The four major North American pro sports are pretty well ignored, to a point. The football story is about how a former NFL player bonds with several Hall of Famers in the filming of the movie Any Given Sunday. The pro baseball story is an appreciation of the closing of Tiger Stadium, and the lone hockey story is Sports Illustrated's pointed, detailed account of a stick-swinging incident in a major junior hockey game that left one player fighting for his life.

The NBA is slightly better treated, with a profile of then-rookie Jason Williams of the Sacramento Kings, along with the one-shot, one-make career of former North Carolina point guard Tommy Kearns.

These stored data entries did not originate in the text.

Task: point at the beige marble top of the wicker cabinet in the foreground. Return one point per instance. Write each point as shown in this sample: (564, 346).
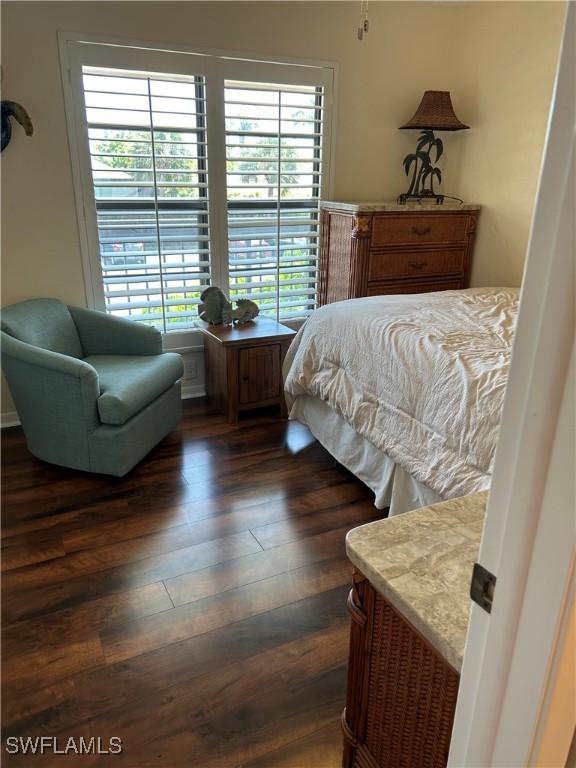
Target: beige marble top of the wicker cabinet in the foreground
(422, 563)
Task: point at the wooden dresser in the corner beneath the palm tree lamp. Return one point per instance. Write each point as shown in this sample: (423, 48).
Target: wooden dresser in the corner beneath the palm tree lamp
(369, 249)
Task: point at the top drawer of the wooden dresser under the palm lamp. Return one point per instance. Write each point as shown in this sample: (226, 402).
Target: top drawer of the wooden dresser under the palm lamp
(418, 229)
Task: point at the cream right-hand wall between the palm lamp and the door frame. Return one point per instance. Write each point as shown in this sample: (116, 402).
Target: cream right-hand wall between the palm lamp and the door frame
(505, 57)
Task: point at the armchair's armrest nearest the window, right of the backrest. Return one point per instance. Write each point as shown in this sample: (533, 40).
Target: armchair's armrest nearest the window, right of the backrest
(102, 334)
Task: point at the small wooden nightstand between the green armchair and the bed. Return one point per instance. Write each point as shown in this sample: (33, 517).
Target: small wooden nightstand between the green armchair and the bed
(244, 365)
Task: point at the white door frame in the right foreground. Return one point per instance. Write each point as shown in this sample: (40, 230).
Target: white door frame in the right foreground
(528, 541)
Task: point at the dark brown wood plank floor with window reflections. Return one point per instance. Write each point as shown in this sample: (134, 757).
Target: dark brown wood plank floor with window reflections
(196, 609)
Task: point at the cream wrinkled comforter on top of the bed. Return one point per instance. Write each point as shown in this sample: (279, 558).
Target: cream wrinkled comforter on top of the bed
(422, 377)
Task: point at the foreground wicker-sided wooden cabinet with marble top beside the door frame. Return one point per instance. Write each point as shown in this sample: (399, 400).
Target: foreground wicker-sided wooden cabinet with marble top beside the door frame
(409, 606)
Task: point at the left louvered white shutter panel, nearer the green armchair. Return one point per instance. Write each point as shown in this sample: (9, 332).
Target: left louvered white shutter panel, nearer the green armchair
(148, 152)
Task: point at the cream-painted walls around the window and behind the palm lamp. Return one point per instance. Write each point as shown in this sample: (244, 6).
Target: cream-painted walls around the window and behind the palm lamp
(411, 46)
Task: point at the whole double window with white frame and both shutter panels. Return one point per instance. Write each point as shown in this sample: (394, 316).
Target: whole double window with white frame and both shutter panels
(197, 170)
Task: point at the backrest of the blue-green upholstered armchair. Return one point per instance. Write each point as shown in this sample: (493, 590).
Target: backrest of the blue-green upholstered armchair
(45, 323)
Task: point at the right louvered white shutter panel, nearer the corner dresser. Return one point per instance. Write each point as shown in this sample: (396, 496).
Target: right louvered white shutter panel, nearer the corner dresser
(273, 181)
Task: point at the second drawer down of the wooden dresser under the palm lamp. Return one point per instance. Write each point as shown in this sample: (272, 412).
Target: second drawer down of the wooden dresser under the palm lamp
(386, 264)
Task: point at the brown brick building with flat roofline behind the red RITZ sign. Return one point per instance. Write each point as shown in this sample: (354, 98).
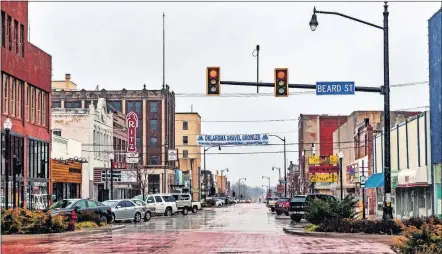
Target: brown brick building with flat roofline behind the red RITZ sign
(156, 121)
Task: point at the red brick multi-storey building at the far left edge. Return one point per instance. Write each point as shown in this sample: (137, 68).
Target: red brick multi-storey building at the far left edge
(25, 96)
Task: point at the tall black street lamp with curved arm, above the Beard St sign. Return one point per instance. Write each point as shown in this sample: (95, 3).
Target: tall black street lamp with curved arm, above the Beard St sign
(388, 211)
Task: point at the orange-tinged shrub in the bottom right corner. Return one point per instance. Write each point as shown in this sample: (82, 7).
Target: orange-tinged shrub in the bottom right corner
(426, 239)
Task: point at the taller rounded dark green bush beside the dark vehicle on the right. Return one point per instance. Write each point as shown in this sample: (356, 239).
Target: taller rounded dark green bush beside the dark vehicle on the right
(318, 210)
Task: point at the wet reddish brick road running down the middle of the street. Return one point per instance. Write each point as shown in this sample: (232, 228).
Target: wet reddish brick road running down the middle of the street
(242, 228)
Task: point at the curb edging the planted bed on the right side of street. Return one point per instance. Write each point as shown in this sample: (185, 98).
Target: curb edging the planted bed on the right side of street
(373, 237)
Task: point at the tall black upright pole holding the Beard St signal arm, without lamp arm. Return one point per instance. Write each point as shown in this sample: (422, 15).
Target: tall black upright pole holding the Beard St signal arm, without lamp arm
(388, 213)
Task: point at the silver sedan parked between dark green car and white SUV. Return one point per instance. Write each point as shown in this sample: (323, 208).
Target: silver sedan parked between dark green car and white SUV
(125, 209)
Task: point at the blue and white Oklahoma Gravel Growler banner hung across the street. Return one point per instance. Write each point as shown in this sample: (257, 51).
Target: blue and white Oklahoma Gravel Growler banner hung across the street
(233, 139)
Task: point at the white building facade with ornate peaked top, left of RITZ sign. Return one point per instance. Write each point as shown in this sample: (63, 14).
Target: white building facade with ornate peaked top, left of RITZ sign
(93, 127)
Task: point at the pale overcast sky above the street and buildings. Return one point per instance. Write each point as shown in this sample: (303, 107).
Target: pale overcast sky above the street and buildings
(116, 45)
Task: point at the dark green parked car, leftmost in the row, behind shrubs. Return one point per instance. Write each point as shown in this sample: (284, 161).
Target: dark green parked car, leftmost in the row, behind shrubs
(67, 206)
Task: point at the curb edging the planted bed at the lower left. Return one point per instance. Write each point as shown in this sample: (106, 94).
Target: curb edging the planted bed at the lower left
(11, 238)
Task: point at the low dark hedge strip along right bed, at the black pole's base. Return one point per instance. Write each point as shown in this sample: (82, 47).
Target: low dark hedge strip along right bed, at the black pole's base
(359, 226)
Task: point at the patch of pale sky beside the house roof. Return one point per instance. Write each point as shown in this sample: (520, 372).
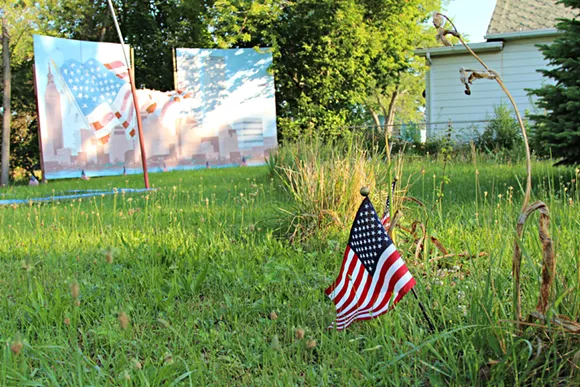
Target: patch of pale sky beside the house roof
(471, 17)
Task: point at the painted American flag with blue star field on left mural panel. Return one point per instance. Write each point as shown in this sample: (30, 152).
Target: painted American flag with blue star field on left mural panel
(103, 94)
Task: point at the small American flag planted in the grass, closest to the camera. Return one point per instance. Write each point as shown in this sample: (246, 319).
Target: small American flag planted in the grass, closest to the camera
(373, 276)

The continued rise of women's sports is set aside. The women in most of the stories are reduced to a group of "skiing Bettys" trying to seduce a group of snowboarders, an obsessive runner, and assorted doting girlfriends, wives, and mothers. The biggest doter, in "Soul Survivor," is New Mexican Diane Taylor, who acts as a foster parent/guardian to a basketball player sent out to Roswell in order to escape streets of New York City.

About the only central female athlete in the entire anthology is swimmer Lynne Cox, who swam from Alaska to the Soviet Union in an attempt to bridge the two Cold War enemies in the late 80s.

Indeed, the only time the words "Brandi Chastain" ever appears in the book is in the end notes, listing the "notable" writings of 1999.

But many of those stories have titles which are eye-catching, and make you wonder if what you had just read was really representative of the best sports journalism of 1999. Not published were stories like "She Scared The Hell Out Of Everybody," from Philadelphia Weekly; "How Reality Kicked Mike Tyson's Ass," Men's Journal; "Notah Begay's Long Walk," from ESPN.com; "Shut Up You Wimps, and Pull!" from Philadelphia Magazine; and "Finding Touchdown Jesus," from GQ. Also not published in full form is the groundbreaking Time story "The Crazy Culture of Kids' Sports."

Mind you, there are some memorable stories in the 2000 anthology. There is "Merv Curls Lead," a story about one man's crusade to professionalize curling -- a sport that resists professionalization as much as Ultimate frisbee.

There are a couple of essays that eventually became full-length novels: Bryan Burrough's unforgettable epic on a hurricane smashing into the Sydney-Hobart sailing race, and Garrison Keillor's satirical look at Minnesota politics in the Jesse "The Body" Ventura era.

But three tales stand out. In "Blown Away," GQ writer Stephen Rodrick takes us through the gun culture of the conservative rural South. He neatly portrays the denizens as paranoid, arrogant, racist, and conveniently lacking in memory when it comes to the Columbine shootings.

There is also Robert Huber's Esquire story about the son of Joe DiMaggio and how he has kept his distance from the family and the public spotlight since the Yankee Clipper divorced his mother, slipping into a morass of poverty and near-homelessness.

And then, there is Harper's "Enter the Chicken," in which Robert Huber traverses rural America looking for differences between cockfighting and the way companies treat chickens raised for slaughter. It is one of those tales meant to prick the mind into thinking about the way Americans treat poultry in particular, animals in general.

And when you are taken into that darkened slaughter room at the chicken factory, you can't help thinking, "What in the wide, wide world of sports is going on here?"